En Iran, la lutte contre les lichens qui rongent les ruines antiques de Persépolis
Publié le - par LeBlob.fr, avec l’AFP
Au cœur des ruines de Persépolis, site historique emblématique de l’Iran, des experts s’efforcent d’éliminer les lichens, ces organismes mi-champignon, mi-algue, qui rongent lentement les vestiges millénaires de cette cité antique. Entamée il y a plusieurs années, la tâche est immense : l’ancienne capitale de la dynastie Achéménide s’étend sur 125 000 m2 au milieu d’un désert rocailleux.
Situé à plus de 50 km de Chiraz, au pied des montagnes du centre de l’Iran, Persépolis est un site patrimonial majeur qui abrite l’une des plus grandes concentrations d’art rupestre du Moyen-Orient. Des statues de griffon à deux têtes aux bas-reliefs finement sculptés y dépeignent d’anciens rois, des nobles, des divinités perses et divers peuples de la région. « C’est un musée à ciel ouvert de la vie des peuples du Moyen-Orient il y a 25 siècles », s’enthousiasme le directeur du site, l’archéologue Alireza Asgari Chaverdi.
Construit au 6e siècle avant J-C par Darius I, le site a subi au fil des siècles des destructions, pillages, séismes, incendies et intempéries.
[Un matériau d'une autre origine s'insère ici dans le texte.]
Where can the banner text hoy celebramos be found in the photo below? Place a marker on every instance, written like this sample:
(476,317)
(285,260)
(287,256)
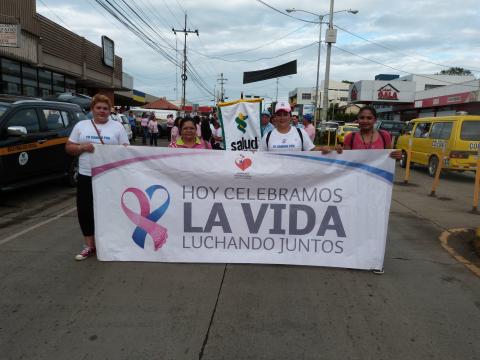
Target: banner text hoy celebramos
(281,220)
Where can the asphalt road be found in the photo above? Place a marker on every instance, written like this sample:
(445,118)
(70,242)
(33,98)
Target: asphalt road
(425,306)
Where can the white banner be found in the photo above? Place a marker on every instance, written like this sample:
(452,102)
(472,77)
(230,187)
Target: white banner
(299,208)
(241,124)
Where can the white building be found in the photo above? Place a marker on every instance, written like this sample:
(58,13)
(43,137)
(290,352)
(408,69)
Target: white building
(416,96)
(337,94)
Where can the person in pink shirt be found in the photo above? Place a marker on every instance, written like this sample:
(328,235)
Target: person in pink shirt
(368,138)
(308,127)
(175,131)
(188,137)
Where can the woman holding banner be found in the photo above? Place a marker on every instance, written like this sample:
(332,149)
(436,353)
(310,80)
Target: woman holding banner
(285,137)
(368,138)
(99,130)
(188,137)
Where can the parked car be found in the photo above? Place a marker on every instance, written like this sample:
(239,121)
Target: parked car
(343,130)
(455,137)
(33,134)
(160,115)
(122,119)
(391,126)
(81,100)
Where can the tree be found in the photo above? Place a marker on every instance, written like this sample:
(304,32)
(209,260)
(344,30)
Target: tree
(455,71)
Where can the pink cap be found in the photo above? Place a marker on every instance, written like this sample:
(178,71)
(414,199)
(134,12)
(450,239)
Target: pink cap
(283,105)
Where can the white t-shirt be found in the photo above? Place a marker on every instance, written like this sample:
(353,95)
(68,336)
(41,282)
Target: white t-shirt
(218,133)
(112,133)
(286,142)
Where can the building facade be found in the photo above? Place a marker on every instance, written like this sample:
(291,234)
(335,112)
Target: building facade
(50,59)
(415,96)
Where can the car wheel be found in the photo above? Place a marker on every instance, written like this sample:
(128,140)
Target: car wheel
(432,165)
(72,176)
(403,160)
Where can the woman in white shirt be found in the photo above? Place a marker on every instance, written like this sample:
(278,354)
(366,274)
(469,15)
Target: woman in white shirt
(153,130)
(99,130)
(285,137)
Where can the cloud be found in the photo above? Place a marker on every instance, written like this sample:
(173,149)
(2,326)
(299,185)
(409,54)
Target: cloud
(414,35)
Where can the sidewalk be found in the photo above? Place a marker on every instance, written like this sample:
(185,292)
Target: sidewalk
(451,206)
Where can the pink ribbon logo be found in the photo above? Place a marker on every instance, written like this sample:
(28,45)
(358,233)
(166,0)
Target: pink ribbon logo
(146,221)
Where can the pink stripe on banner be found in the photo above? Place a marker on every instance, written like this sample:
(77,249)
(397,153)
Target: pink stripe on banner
(103,168)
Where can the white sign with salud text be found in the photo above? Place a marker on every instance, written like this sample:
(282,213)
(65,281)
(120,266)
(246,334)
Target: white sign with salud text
(298,208)
(241,124)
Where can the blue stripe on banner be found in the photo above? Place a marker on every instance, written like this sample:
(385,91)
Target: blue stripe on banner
(373,170)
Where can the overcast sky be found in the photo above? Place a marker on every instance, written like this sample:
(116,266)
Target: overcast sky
(413,36)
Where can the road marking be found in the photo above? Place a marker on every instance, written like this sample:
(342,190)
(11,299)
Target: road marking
(14,236)
(444,242)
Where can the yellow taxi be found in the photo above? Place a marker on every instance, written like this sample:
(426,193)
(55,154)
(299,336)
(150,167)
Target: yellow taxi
(457,138)
(343,130)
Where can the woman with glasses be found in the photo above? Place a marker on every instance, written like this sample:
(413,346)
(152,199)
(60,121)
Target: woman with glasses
(368,138)
(188,137)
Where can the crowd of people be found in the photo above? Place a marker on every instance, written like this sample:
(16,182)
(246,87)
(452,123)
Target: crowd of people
(280,132)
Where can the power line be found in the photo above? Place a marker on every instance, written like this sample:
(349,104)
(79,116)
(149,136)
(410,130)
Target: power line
(284,13)
(264,58)
(393,49)
(258,47)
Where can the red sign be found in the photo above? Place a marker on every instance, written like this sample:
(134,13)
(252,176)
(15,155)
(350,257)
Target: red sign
(449,99)
(387,92)
(354,93)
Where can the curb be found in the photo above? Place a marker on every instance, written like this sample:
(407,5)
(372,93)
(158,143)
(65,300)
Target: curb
(444,237)
(476,242)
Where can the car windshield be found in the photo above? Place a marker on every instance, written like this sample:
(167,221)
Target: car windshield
(331,125)
(81,116)
(3,108)
(470,131)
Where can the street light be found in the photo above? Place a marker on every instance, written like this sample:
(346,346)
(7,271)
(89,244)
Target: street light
(320,18)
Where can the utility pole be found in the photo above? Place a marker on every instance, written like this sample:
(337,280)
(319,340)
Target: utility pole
(330,38)
(184,67)
(276,96)
(222,80)
(176,68)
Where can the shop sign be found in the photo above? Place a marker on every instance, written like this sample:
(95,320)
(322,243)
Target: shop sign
(354,94)
(10,35)
(387,92)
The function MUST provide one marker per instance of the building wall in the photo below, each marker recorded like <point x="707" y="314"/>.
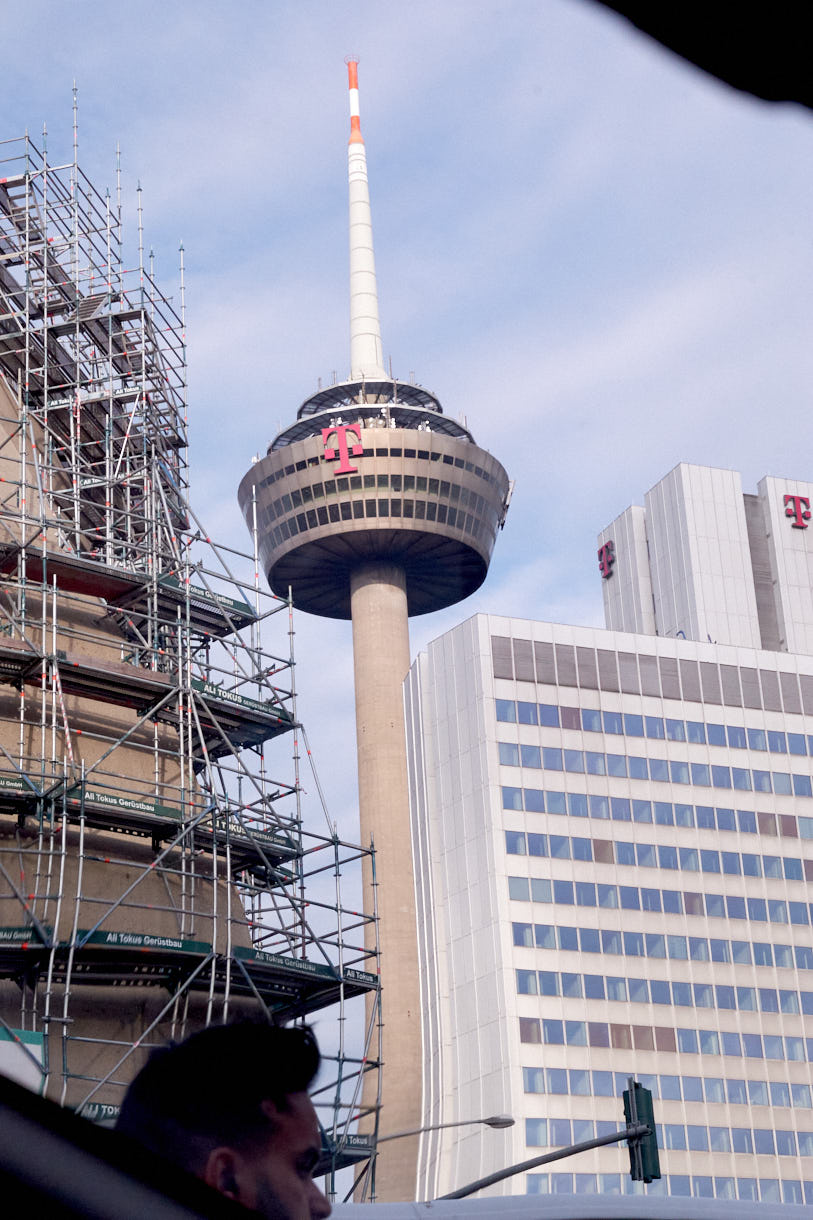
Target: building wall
<point x="703" y="561"/>
<point x="620" y="887"/>
<point x="629" y="604"/>
<point x="791" y="561"/>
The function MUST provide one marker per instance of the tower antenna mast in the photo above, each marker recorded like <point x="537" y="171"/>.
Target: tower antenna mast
<point x="366" y="353"/>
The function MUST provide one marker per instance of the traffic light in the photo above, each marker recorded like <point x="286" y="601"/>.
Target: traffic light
<point x="645" y="1164"/>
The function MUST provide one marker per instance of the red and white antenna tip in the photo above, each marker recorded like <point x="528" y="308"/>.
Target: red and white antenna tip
<point x="353" y="87"/>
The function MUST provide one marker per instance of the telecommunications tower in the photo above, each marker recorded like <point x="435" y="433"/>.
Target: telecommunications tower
<point x="154" y="871"/>
<point x="374" y="506"/>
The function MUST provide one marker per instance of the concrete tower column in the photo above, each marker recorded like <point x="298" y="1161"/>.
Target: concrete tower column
<point x="381" y="661"/>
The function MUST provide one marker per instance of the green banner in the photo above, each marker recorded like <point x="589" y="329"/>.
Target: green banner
<point x="296" y="965"/>
<point x="14" y="783"/>
<point x="142" y="941"/>
<point x="25" y="937"/>
<point x="133" y="804"/>
<point x="99" y="1112"/>
<point x="360" y="976"/>
<point x="239" y="700"/>
<point x="274" y="838"/>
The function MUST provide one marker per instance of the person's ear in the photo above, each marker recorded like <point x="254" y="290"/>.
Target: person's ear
<point x="221" y="1171"/>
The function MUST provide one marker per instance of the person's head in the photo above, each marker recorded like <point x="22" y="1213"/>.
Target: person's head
<point x="231" y="1105"/>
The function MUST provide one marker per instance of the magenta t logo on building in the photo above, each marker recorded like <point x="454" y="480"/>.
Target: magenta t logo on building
<point x="344" y="450"/>
<point x="606" y="559"/>
<point x="798" y="508"/>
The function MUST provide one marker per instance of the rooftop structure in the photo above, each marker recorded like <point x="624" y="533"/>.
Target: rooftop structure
<point x="155" y="874"/>
<point x="374" y="506"/>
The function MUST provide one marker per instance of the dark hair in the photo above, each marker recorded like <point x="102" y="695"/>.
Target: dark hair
<point x="194" y="1096"/>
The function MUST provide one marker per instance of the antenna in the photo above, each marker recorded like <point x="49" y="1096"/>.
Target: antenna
<point x="366" y="353"/>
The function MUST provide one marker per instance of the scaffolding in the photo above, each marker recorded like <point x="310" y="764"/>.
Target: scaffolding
<point x="155" y="875"/>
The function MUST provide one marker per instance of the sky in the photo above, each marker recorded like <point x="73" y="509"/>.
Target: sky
<point x="591" y="250"/>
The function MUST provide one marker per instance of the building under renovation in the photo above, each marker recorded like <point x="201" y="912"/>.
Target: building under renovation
<point x="153" y="861"/>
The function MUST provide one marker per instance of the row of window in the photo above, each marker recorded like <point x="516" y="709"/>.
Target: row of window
<point x="554" y="1032"/>
<point x="662" y="728"/>
<point x="623" y="766"/>
<point x="672" y="902"/>
<point x="766" y="1190"/>
<point x="658" y="855"/>
<point x="659" y="813"/>
<point x="354" y="510"/>
<point x="665" y="677"/>
<point x="659" y="991"/>
<point x="383" y="452"/>
<point x="303" y="497"/>
<point x="581" y="1082"/>
<point x="676" y="1137"/>
<point x="654" y="944"/>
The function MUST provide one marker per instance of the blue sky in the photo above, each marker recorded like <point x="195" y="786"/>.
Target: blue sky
<point x="597" y="254"/>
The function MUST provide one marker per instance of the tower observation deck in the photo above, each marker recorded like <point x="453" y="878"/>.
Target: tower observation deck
<point x="374" y="505"/>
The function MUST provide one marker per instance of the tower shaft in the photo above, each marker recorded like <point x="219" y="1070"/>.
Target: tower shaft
<point x="381" y="661"/>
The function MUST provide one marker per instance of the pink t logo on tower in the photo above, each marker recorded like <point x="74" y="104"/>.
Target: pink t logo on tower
<point x="344" y="450"/>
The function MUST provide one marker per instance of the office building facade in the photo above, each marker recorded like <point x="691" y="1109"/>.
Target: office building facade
<point x="613" y="835"/>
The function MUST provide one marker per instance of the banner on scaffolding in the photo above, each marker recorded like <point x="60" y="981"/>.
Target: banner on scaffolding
<point x="142" y="941"/>
<point x="21" y="937"/>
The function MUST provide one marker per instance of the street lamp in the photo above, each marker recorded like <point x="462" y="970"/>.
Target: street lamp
<point x="495" y="1120"/>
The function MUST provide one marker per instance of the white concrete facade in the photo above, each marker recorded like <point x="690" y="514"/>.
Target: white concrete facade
<point x="704" y="561"/>
<point x="613" y="839"/>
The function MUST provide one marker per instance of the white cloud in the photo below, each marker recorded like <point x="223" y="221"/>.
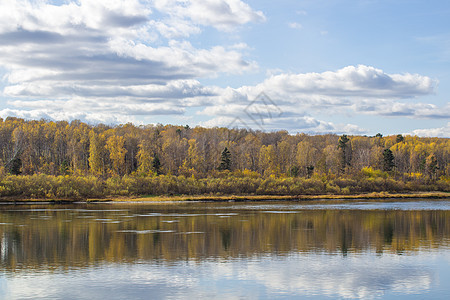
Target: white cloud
<point x="351" y="81"/>
<point x="433" y="132"/>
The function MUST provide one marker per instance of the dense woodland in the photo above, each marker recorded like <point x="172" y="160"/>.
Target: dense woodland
<point x="66" y="160"/>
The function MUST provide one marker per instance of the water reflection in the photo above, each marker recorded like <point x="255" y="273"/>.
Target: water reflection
<point x="222" y="251"/>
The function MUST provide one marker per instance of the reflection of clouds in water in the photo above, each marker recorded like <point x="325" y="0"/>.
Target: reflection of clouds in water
<point x="355" y="276"/>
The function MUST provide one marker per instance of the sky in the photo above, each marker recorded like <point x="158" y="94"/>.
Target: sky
<point x="358" y="67"/>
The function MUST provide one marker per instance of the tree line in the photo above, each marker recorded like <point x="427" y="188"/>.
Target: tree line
<point x="31" y="147"/>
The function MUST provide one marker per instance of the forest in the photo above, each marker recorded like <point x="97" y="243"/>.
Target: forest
<point x="46" y="159"/>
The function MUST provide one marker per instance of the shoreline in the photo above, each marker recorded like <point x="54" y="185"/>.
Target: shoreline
<point x="227" y="198"/>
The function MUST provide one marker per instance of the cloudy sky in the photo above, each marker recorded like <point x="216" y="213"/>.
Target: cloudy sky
<point x="314" y="66"/>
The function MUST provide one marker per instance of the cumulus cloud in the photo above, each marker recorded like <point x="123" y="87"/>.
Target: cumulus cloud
<point x="88" y="59"/>
<point x="221" y="14"/>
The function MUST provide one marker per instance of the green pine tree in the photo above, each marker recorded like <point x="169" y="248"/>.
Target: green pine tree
<point x="225" y="160"/>
<point x="388" y="160"/>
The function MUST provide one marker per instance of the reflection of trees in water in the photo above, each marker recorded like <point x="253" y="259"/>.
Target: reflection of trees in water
<point x="71" y="238"/>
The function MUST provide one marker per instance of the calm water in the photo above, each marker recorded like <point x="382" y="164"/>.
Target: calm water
<point x="226" y="250"/>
Aujourd’hui, le principal danger vient des lichens, résultant de l’association d’un champignon et d’une algue, qui attaquent à la fois la surface et l’intérieur des pierres. « Sur les sites historiques comme Persépolis, le lichen constitue le problème le plus sérieux », notamment pour les décorations sculptées sur les pierres des escaliers, explique Shahram Rahbar, qui supervise le site depuis deux décennies.
Ces micro-organismes de couleurs variées sont souvent présents dans les cimetières, où ils colonisent les pierres tombales, surtout dans les zones humides. Selon le lichénologue Mohammad Sohrabi, la propagation des lichens, qui pénètrent les pierres à des profondeurs de plus d’un centimètre et demi, « est alimentée par l’industrialisation ». « Le développement industriel augmente les composés azotés dans l’atmosphère, qui agissent comme des engrais pour les lichens et favorisent leur croissance », explique-t-il.
L’Iran abrite plus de 3000 espèces de lichens, dont 500 à 700 variétés prolifèrent sur des monuments historiques, selon M. Sohrabi. « Les dégâts les plus importants causés par les lichens concernent l’inscription de Bisotun dans l’ouest du pays ainsi que Persépolis, où de nombreux motifs complexes ont été perdus », précise-t-il. Sur les ruines de la cité antique, les traces rouges et jaunâtres des lichens sont visibles de loin, particulièrement sur les nombreux piliers géants du site. « Ces organismes peuvent réduire les reliefs en poussière en 50 à 100 ans », souligne M. Rahbar.
En quête de solutions, M. Rahbar et son équipe ont testé progressivement des méthodes recommandées par des centres scientifiques. Aujourd’hui, « nous éliminons les lichens avec des techniques modernes comme le laser, ainsi qu’avec des substances chimiques », explique-t-il. Le processus est lent et laborieux : « Nous appliquons d’abord des substances sur les lichens, puis après une semaine, nous répétons l’opération ».
La substance agit comme un antibiotique : « Elle affaiblit progressivement le lichen, et lorsque celui-ci est suffisamment affaibli, nous pouvons commencer le nettoyage avec des appareils d’aspiration ».
Ces derniers mois, la révélation par les médias iraniens de la présence de lichens à Persépolis a suscité une vague d’inquiétude à travers le pays. Celle-ci s’est amplifiée après la déclaration du vice-ministre du Patrimoine culturel, Ali Darabi, soulignant le manque de moyens pour entretenir les sites historiques du pays. « Il faut préserver (le site de Persépolis) pour que nos enfants, en grandissant, sachent où ils sont nés », déclare Mohsen, 41 ans, un électricien de la ville de Ghazvin. « Cet endroit nous rappelle qu’à une époque, les Iraniens ont créé une grande civilisation », dit fièrement Ghashghaï, un retraité de 82 ans.
Avec près de 140 000 visiteurs, Persépolis figurait en tête des sites touristiques les plus fréquentés du pays pendant les congés du Nouvel An persan en mars dernier. « Persépolis est le fondement de l’histoire, de la culture et de la vie socioculturelle des Iraniens », résume le directeur Asgari Chaverdi. « L’Iran, en tant que pays, est effectivement né avec la construction de Persépolis comme capitale de l’empire », ajoute-t-il.